As we can see, as the number of states a number system can address increases, so does the efficiency of that system.

This got me thinking...

Binary is good. Trinary is great. Quaternary and Quinary (base-4 and base-5, respectively), while not widely adopted, would naturally be better. But what beats all of them?

Decimary

Think about it. We could use ten states - (A|B|C|D|E|F|G|H|I|J) - to represent values. A single "dit" (Decimary bit) could address up to 10 values. Similarly, a "dyte" (Decimary byte, 10 dits) could address a whopping TEN BILLION (10,000,000,000) values!
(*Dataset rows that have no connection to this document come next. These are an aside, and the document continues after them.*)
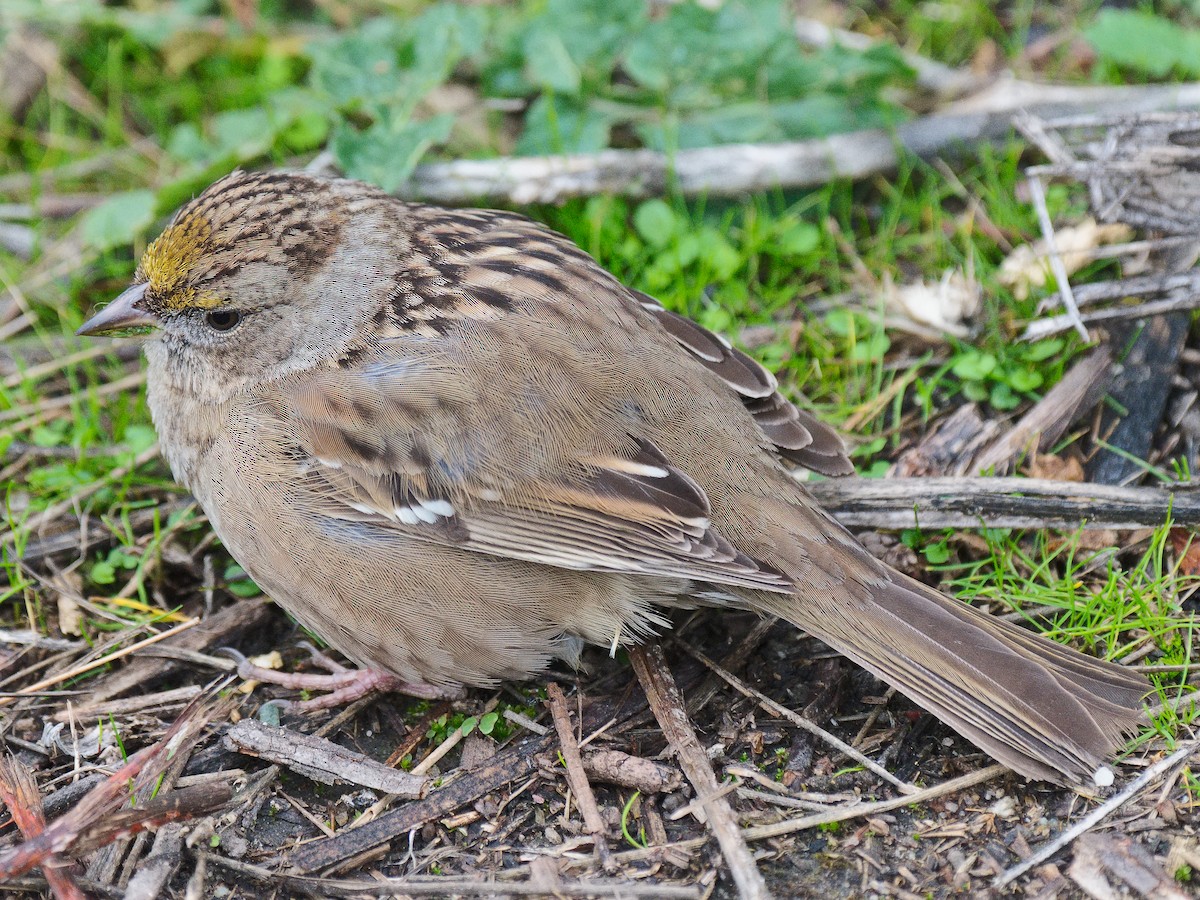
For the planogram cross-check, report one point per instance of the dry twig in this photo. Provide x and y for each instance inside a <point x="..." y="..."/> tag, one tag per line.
<point x="667" y="703"/>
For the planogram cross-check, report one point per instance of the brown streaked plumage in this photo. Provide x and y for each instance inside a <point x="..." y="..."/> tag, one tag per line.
<point x="453" y="445"/>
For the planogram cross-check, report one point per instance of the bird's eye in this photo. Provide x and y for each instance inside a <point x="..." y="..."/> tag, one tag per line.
<point x="222" y="319"/>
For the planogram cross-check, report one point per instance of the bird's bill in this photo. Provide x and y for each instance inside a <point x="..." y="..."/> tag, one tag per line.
<point x="123" y="313"/>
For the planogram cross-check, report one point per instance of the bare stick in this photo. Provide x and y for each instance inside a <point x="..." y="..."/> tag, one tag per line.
<point x="1056" y="265"/>
<point x="319" y="759"/>
<point x="103" y="660"/>
<point x="1054" y="324"/>
<point x="666" y="701"/>
<point x="735" y="169"/>
<point x="575" y="774"/>
<point x="445" y="887"/>
<point x="899" y="503"/>
<point x="869" y="809"/>
<point x="1092" y="819"/>
<point x="796" y="719"/>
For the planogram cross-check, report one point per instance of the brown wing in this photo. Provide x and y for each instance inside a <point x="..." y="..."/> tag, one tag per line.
<point x="801" y="437"/>
<point x="376" y="447"/>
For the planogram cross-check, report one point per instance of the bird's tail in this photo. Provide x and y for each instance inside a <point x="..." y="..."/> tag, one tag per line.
<point x="1041" y="708"/>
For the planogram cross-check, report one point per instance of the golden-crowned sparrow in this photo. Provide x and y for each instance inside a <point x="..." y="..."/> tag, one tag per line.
<point x="454" y="447"/>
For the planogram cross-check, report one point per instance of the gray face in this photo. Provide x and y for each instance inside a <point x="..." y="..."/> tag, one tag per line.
<point x="249" y="285"/>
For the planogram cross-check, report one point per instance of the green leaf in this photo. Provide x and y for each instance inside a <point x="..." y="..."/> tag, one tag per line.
<point x="239" y="583"/>
<point x="361" y="65"/>
<point x="549" y="63"/>
<point x="720" y="256"/>
<point x="103" y="573"/>
<point x="975" y="391"/>
<point x="558" y="125"/>
<point x="139" y="437"/>
<point x="119" y="220"/>
<point x="1044" y="349"/>
<point x="973" y="365"/>
<point x="798" y="239"/>
<point x="1144" y="42"/>
<point x="937" y="553"/>
<point x="1025" y="379"/>
<point x="655" y="221"/>
<point x="1002" y="396"/>
<point x="874" y="347"/>
<point x="387" y="153"/>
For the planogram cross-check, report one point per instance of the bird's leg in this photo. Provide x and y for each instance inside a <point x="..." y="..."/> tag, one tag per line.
<point x="342" y="684"/>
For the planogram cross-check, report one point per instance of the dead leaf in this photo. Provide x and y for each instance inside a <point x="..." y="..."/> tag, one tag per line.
<point x="1056" y="468"/>
<point x="947" y="305"/>
<point x="1029" y="265"/>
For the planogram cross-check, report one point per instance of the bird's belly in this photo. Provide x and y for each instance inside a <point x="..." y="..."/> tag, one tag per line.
<point x="424" y="611"/>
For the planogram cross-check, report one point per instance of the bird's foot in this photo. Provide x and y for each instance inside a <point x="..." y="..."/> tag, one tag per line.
<point x="342" y="685"/>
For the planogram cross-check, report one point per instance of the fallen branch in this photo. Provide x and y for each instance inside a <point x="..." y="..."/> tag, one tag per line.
<point x="742" y="168"/>
<point x="1092" y="819"/>
<point x="576" y="777"/>
<point x="321" y="760"/>
<point x="1001" y="503"/>
<point x="444" y="887"/>
<point x="666" y="701"/>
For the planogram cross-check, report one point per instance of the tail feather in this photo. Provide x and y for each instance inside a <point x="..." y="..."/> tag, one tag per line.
<point x="1041" y="708"/>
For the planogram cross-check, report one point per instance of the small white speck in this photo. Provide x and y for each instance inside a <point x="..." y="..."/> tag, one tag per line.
<point x="439" y="508"/>
<point x="425" y="515"/>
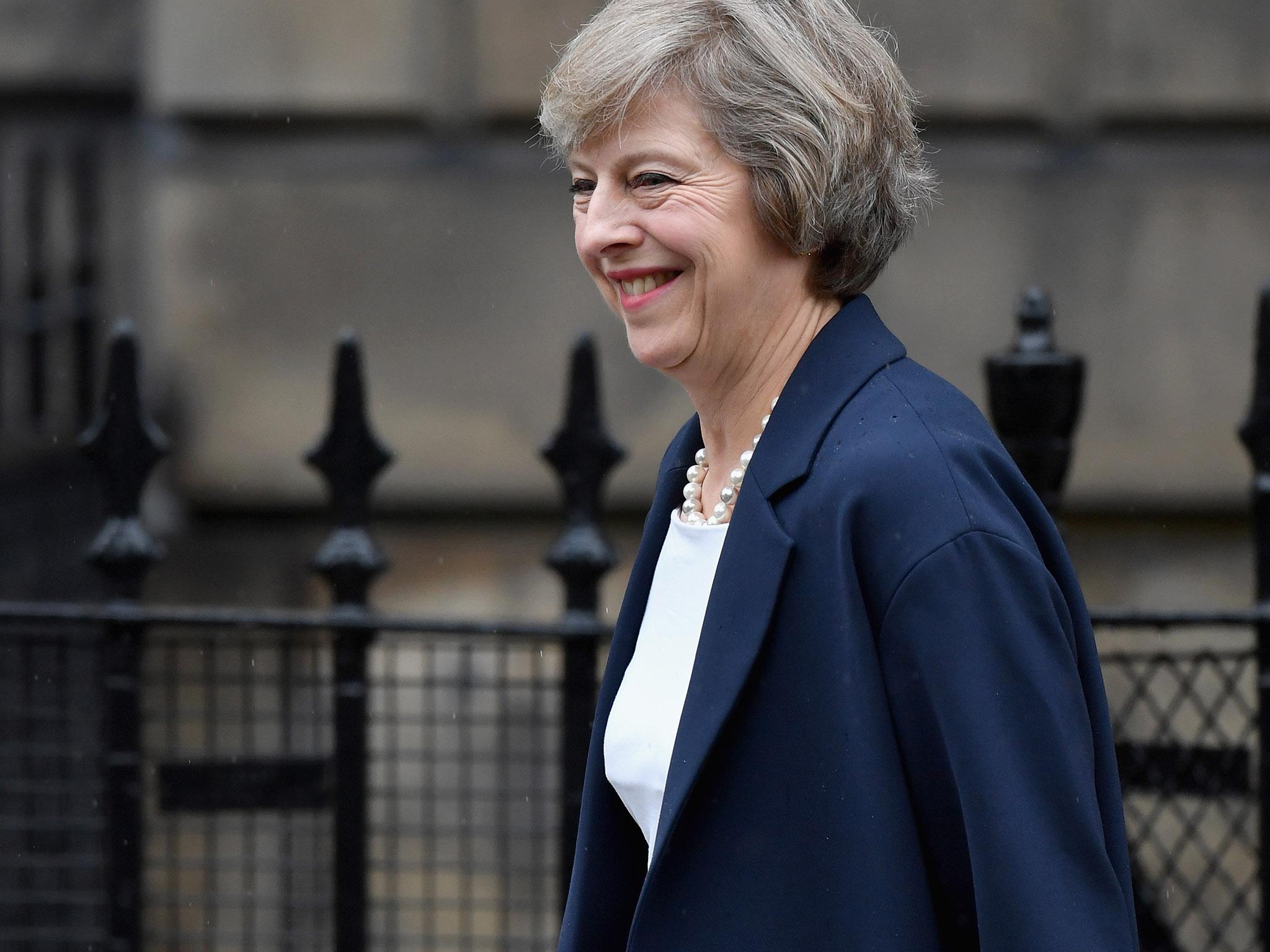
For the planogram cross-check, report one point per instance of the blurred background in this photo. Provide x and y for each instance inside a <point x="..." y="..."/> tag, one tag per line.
<point x="246" y="178"/>
<point x="275" y="170"/>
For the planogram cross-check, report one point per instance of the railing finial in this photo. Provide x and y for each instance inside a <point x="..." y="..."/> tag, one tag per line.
<point x="582" y="454"/>
<point x="125" y="444"/>
<point x="350" y="457"/>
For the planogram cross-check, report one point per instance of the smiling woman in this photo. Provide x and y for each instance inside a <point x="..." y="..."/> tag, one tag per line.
<point x="853" y="700"/>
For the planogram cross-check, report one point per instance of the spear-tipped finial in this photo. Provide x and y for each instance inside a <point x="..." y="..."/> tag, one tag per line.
<point x="350" y="457"/>
<point x="125" y="444"/>
<point x="584" y="455"/>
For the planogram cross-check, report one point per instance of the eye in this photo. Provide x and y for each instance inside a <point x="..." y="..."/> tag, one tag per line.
<point x="652" y="179"/>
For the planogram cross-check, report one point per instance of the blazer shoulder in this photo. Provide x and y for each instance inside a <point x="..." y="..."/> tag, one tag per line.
<point x="911" y="464"/>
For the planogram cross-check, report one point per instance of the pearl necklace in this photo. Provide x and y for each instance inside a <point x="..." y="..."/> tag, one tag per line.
<point x="693" y="501"/>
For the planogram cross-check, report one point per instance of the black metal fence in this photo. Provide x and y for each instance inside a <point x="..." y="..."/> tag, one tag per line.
<point x="224" y="778"/>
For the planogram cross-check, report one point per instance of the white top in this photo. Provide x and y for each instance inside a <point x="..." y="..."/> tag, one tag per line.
<point x="646" y="715"/>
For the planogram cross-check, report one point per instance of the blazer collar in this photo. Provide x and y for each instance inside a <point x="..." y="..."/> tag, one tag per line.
<point x="850" y="350"/>
<point x="609" y="883"/>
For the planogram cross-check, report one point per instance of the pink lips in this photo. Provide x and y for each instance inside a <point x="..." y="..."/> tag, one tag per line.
<point x="634" y="301"/>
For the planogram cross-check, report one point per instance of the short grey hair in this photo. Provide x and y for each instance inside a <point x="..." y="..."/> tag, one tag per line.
<point x="799" y="92"/>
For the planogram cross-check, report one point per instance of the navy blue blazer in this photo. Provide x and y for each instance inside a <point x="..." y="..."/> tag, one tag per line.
<point x="895" y="736"/>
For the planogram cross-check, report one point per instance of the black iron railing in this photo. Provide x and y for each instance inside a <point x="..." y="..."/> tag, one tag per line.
<point x="230" y="778"/>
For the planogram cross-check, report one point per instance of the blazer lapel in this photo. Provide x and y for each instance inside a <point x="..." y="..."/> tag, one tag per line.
<point x="742" y="598"/>
<point x="841" y="358"/>
<point x="609" y="866"/>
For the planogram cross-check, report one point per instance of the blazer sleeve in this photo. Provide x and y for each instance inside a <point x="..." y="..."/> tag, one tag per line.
<point x="993" y="726"/>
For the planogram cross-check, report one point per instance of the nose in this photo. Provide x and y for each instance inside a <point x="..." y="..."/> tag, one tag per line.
<point x="607" y="226"/>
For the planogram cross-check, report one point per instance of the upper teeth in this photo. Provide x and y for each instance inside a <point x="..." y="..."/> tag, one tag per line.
<point x="642" y="286"/>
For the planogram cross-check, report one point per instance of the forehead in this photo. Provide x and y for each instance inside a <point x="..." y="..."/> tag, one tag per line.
<point x="666" y="125"/>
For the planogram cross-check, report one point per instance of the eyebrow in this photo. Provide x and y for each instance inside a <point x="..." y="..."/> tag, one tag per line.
<point x="643" y="155"/>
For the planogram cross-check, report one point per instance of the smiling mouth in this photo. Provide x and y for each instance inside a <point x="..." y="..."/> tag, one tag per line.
<point x="649" y="282"/>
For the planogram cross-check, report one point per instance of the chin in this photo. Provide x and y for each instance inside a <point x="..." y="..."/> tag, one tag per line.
<point x="657" y="351"/>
For example, counting would be from A to J, and then would proceed similarly to the other number systems:

- Code: Select all
`Decimary`

------------------------------------------------------------------------------------

A B C D E F G H I J BA BB BC .. BI BJ CA CB CC .. CI CJ DA DB .. BAA

0 1 2 3 4 5 6 7 8 9 10 11 12 .. 18 19 20 21 22 .. 28 29 30 31 .. 100

------------------------------------------------------------------------------------

Decimal

I think this base-10 system could be used extensively in today's world. The benefits and applications are endless:

- We have 10 fingers, and Decimary uses 10 (or should I say, "BA") values. It just naturally fits!
- Decimary has excellent value addressing capabilities.
- Conversions to and from other number systems would be simple.